The problem is that such lumpy and imprecise terms as ‘mystic’, ‘visionary’ or ‘spiritual’ are unavoidable. Golding’s books lend themselves with unfortunate ease to what Wikipedia entries tend to describe as ‘Themes and Symbols’. A thousand school essays on Lord of the Flies have solemnly discussed its treatment of man’s capacity for evil, the loss of innocence and the possibility of redemption. PhDs will have trudged through the ‘imagery’: a child with stigmatic wounds; a cathedral spire an erection? Golding’s inspiration for the latter was the spire of Salisbury cathedral, which is of such vaulting ambition and weight that the supporting pillars bend inwards under the stress. The metaphor is irresistible: these novels threaten to buckle under the weight of all he is trying to say. But his soaring struggles can make the virtuosity of his rival Anthony Burgess seem hollow, or the perfume of Lawrence Durrell so much faded potpourri.

One early reviewer of Darkness Visible suggested that Golding ‘does not have a talent. He is possessed by a daemon’. The letters to Monteith cast some light on this possession. Golding’s was a method that hewed prose blindly out of the dark, groping towards the bigger picture as he produced ‘a mess of words to find out if there is a book in there’. He was a mire of insecurity: ‘I hate this book with a profound weariness … a load of cod’s wallop.’ Monteith would praise and soothe, and much of the editorial back-and-forth is great fun (‘We hesitated for a moment… over the words “fuck” and “fucking”’; ‘if the reader doesn’t know what “fellatio” means, that’s his bad luck’).

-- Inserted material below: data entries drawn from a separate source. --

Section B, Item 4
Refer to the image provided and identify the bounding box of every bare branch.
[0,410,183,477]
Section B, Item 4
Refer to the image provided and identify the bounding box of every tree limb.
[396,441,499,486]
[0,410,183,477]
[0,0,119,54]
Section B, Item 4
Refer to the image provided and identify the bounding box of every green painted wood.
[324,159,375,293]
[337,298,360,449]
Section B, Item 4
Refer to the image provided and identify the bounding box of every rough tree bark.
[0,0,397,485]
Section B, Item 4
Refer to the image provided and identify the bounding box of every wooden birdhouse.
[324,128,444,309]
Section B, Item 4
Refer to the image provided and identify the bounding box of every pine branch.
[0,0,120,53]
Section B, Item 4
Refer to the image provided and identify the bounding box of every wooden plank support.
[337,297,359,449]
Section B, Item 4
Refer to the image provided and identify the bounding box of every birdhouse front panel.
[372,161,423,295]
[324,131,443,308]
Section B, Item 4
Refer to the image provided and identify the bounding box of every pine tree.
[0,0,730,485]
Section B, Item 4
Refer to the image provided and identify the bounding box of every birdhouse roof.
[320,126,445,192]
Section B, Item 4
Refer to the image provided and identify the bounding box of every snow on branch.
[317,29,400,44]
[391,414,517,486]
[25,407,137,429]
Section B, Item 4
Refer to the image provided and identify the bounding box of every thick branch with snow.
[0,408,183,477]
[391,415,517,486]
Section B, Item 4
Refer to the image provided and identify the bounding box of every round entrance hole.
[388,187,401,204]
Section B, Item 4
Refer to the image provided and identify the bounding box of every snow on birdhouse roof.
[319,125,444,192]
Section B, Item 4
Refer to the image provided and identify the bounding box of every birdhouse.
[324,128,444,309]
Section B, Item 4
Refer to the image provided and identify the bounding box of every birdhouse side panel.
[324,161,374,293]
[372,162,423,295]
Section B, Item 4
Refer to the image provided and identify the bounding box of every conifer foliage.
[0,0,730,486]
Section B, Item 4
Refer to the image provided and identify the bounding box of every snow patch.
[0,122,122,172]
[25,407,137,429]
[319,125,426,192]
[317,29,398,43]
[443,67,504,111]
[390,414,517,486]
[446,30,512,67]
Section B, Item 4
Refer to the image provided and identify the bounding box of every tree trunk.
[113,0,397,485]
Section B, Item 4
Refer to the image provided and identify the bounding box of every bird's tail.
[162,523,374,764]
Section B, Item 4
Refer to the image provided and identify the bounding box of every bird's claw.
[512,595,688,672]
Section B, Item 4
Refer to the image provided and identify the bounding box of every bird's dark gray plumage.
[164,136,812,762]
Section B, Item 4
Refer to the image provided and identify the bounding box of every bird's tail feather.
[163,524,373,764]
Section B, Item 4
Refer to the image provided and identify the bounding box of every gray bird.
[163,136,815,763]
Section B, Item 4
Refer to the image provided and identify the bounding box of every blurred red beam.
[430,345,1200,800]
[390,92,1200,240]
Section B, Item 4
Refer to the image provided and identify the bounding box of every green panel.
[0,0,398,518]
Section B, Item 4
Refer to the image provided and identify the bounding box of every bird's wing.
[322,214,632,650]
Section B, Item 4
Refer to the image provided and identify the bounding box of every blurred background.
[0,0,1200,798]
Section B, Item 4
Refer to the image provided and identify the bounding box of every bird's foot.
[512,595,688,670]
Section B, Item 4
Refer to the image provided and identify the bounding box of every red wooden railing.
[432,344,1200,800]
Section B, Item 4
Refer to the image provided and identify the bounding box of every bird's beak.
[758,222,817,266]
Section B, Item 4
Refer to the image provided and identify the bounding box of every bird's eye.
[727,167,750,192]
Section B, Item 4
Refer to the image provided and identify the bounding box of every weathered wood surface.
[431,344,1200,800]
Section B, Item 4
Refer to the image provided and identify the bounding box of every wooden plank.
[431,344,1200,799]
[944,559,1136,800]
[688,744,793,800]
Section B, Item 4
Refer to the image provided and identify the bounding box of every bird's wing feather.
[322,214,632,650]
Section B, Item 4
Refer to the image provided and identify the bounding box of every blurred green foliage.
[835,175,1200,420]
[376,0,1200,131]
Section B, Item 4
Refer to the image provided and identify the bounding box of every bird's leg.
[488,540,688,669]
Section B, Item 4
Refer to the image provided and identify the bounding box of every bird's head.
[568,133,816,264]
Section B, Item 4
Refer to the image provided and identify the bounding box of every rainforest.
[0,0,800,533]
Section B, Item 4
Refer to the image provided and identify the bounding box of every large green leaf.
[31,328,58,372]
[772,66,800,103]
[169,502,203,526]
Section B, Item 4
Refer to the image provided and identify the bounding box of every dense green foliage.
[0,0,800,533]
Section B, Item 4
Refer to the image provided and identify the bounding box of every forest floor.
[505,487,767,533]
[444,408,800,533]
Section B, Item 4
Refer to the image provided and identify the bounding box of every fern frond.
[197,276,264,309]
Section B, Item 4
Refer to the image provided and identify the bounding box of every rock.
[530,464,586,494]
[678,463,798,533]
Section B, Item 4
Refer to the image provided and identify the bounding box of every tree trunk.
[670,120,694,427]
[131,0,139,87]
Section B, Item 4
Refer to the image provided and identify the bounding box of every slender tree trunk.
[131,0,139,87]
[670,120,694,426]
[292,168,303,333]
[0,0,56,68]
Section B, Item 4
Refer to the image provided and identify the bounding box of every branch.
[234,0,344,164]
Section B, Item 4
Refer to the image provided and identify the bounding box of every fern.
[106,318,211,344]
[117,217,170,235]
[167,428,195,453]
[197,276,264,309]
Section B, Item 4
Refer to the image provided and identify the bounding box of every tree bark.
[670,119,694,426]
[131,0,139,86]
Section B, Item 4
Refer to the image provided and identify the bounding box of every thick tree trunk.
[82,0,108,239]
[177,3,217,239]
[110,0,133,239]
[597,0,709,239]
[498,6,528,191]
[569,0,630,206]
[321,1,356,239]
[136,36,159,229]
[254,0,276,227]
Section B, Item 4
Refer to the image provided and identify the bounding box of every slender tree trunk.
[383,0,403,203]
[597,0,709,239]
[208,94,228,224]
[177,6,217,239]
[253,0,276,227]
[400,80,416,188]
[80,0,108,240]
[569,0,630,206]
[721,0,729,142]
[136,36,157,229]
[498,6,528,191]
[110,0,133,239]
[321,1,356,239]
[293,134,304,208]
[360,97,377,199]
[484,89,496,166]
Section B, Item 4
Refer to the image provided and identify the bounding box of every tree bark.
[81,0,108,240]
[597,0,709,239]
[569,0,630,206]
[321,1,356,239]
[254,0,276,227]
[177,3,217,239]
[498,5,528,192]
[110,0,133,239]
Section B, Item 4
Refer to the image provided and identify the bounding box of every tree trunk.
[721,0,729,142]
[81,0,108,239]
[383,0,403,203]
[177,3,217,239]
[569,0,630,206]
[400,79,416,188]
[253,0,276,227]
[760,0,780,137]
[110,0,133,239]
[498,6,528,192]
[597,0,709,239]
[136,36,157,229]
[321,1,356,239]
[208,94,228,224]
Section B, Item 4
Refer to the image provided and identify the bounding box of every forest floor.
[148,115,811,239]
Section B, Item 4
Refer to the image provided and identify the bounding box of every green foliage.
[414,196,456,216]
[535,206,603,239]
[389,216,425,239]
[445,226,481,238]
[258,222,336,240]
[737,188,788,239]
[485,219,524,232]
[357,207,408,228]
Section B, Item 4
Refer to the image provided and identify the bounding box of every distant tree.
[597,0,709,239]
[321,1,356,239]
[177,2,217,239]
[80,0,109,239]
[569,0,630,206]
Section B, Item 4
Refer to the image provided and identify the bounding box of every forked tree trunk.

Carey’s biography revealed a tortured soul, unnervingly attuned to all that is monstrous. Advance publicity made much of a murky story about Golding sexually abusing an underage girl. Critics fastened on to his eventual grandiosity, his thrift, his rages. He was besotted with his wife Ann, and his tormented homosexual inclinations were seemingly consummated only in dreams and on the page. For whatever reason, Golding thought himself a monster and his journals seethed with self-disgust. But monsters do not know themselves monstrous and his awareness of an inner demon may be proof of his ultimate humanity.

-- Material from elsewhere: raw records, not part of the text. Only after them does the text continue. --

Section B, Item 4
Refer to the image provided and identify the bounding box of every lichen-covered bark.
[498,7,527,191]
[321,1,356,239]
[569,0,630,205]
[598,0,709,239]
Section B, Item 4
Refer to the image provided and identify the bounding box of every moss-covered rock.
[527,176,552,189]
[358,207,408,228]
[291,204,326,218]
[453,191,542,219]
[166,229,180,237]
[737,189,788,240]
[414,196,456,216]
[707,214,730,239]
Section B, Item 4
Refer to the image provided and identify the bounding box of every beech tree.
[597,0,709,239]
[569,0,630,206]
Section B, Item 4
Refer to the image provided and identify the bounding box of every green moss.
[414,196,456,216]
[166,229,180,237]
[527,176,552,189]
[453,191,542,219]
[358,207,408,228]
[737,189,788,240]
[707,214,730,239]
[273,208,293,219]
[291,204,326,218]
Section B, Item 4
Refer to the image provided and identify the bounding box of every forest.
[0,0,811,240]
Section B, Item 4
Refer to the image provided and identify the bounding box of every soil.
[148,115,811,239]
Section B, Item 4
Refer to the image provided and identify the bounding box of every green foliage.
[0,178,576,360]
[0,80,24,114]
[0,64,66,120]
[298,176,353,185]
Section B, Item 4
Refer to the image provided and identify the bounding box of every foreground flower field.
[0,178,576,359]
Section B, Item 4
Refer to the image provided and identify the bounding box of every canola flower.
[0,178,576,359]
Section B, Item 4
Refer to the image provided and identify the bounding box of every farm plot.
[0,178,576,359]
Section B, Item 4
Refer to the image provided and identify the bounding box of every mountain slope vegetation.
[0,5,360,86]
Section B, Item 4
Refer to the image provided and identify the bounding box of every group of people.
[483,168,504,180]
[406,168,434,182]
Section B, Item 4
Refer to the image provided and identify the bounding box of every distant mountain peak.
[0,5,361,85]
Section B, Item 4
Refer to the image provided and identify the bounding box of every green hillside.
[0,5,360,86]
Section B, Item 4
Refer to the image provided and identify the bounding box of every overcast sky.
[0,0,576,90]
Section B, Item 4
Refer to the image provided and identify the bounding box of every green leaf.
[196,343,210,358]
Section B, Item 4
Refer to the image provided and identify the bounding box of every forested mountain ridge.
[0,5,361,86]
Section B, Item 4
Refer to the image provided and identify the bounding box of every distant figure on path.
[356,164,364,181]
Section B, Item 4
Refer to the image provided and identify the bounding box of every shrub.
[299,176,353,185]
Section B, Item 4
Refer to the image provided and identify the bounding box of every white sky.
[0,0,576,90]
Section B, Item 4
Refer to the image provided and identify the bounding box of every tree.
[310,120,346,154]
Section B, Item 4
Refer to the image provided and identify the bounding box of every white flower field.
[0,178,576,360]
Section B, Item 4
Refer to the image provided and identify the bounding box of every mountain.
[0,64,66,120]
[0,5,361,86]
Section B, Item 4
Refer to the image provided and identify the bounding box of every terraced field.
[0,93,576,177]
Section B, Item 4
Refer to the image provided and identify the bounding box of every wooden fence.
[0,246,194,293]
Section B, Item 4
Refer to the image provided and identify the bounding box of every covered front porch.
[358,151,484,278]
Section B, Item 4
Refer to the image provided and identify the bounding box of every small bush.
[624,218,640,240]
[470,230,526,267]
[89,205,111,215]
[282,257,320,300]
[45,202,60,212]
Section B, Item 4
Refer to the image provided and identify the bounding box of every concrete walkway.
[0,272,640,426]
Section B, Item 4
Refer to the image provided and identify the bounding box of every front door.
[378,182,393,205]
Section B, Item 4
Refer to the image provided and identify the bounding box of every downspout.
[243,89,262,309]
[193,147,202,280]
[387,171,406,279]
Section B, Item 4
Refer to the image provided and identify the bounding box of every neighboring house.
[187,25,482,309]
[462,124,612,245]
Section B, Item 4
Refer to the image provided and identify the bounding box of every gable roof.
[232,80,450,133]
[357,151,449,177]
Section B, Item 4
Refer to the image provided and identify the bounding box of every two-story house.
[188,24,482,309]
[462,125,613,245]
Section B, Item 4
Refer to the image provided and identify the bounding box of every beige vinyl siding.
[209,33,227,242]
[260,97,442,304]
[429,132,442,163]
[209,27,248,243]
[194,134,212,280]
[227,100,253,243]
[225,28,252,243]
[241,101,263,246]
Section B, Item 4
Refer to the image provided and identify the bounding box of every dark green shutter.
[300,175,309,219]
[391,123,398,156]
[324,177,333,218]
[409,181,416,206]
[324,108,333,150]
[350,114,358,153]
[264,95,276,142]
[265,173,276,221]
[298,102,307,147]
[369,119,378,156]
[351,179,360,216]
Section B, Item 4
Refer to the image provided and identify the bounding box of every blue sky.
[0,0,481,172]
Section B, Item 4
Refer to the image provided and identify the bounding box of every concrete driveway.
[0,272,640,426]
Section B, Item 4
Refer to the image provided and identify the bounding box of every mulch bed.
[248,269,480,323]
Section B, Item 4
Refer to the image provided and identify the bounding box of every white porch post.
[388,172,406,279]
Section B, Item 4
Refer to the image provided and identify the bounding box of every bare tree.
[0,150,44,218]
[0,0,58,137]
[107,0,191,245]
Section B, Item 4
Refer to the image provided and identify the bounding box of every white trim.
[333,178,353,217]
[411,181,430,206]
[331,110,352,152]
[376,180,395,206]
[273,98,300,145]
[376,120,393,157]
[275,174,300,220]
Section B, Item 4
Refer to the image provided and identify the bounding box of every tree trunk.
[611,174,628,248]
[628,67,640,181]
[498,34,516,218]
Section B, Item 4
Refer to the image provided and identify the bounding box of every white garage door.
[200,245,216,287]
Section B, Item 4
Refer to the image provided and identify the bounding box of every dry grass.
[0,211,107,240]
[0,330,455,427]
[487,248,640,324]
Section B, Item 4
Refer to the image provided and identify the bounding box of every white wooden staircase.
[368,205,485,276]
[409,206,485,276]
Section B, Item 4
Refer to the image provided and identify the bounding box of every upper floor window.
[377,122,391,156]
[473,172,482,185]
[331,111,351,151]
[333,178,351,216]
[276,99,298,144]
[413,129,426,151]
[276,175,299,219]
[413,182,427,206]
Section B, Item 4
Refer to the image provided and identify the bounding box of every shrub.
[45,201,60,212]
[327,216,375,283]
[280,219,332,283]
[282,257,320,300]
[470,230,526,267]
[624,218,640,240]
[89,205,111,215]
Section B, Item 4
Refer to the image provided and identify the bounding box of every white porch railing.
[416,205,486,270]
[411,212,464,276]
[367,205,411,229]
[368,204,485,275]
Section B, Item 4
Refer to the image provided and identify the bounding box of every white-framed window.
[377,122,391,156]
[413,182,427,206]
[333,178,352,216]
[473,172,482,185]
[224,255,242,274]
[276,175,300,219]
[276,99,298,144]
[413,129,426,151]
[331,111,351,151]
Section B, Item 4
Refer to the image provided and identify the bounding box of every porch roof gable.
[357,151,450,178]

Confined exclusively to the correspondence with Monteith and a handful of colleagues, The Faber Letters gives the impression that Golding was a witty, genial, vague and self-deprecating novelist who occasionally drank too much and cheerfully sent up his infamous parsimony. (‘Am obsessed with money, money, money. Am very, very vulgar.’) There is little hint that this was not the whole story, although Tim Kendall is a sedulous editor, diligently explaining dozens of literary allusions. (Just a few slip through the net: ‘Hard gemlike flame’ is Walter Pater, for instance.)

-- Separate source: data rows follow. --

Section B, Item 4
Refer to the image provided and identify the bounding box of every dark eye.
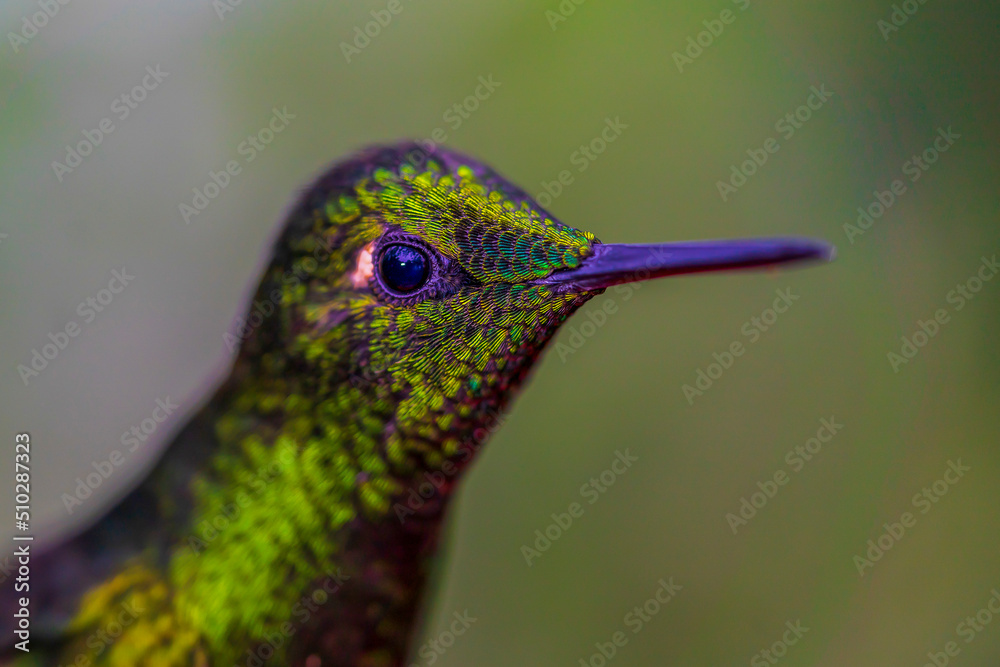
[378,245,431,294]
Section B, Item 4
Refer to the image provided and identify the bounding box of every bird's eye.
[378,244,431,294]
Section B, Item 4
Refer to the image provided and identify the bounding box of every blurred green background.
[0,0,1000,666]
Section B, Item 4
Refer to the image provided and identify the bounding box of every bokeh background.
[0,0,1000,666]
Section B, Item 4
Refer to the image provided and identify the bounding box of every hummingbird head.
[230,144,831,480]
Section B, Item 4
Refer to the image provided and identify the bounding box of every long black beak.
[539,238,836,291]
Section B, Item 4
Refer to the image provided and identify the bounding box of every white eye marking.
[351,241,375,287]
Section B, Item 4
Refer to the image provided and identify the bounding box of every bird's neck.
[152,350,503,665]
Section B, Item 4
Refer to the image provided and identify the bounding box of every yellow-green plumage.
[9,144,829,667]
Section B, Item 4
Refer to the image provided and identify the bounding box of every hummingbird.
[9,142,834,667]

Lives are made of trivia as well as spiritual struggle, and it is refreshing to keep company with an untortured Golding as he shops for bathroom suites or tends his garden. (In the index can be found ‘rhododendrons’, ‘orchid cultivation’ and ‘tits, misunderstanding between WG and Bodley’.) But not all readers will share my unusually high tolerance for discussion of sales and royalties. And even this devotee began to tire of the thank-you-for-the-nice-weekend letters; the how-many-books-have-I-sold letters; and the I-have-removed-this-comma letters. As Golding sinks temporarily into writer’s block, the correspondence goes slack and Kendall’s present-tense commentary struggles. 1972: ‘Very little happens this year.’ 1973: ‘This year is even more uneventful than the last.’ Numerous letters are about writing that never saw the light of day, and others will mean nothing to those unfamiliar with the minor works. An appendix of synopses would have been transformative, as would a great deal more biographical information. Even Monteith’s year of birth is missing. This volume can function only as a complement to other books. It is a gifthorse with missing teeth.

I wonder whether Kendall’s devotion ought to have been lavished on a wider selection of correspondence; or, better still, an edition of Golding’s journals. Running to 2.4 million words, mostly unpublished, these may yet make Golding’s darkness visible. Until then there is simply the work, casting its long shadow like a spire.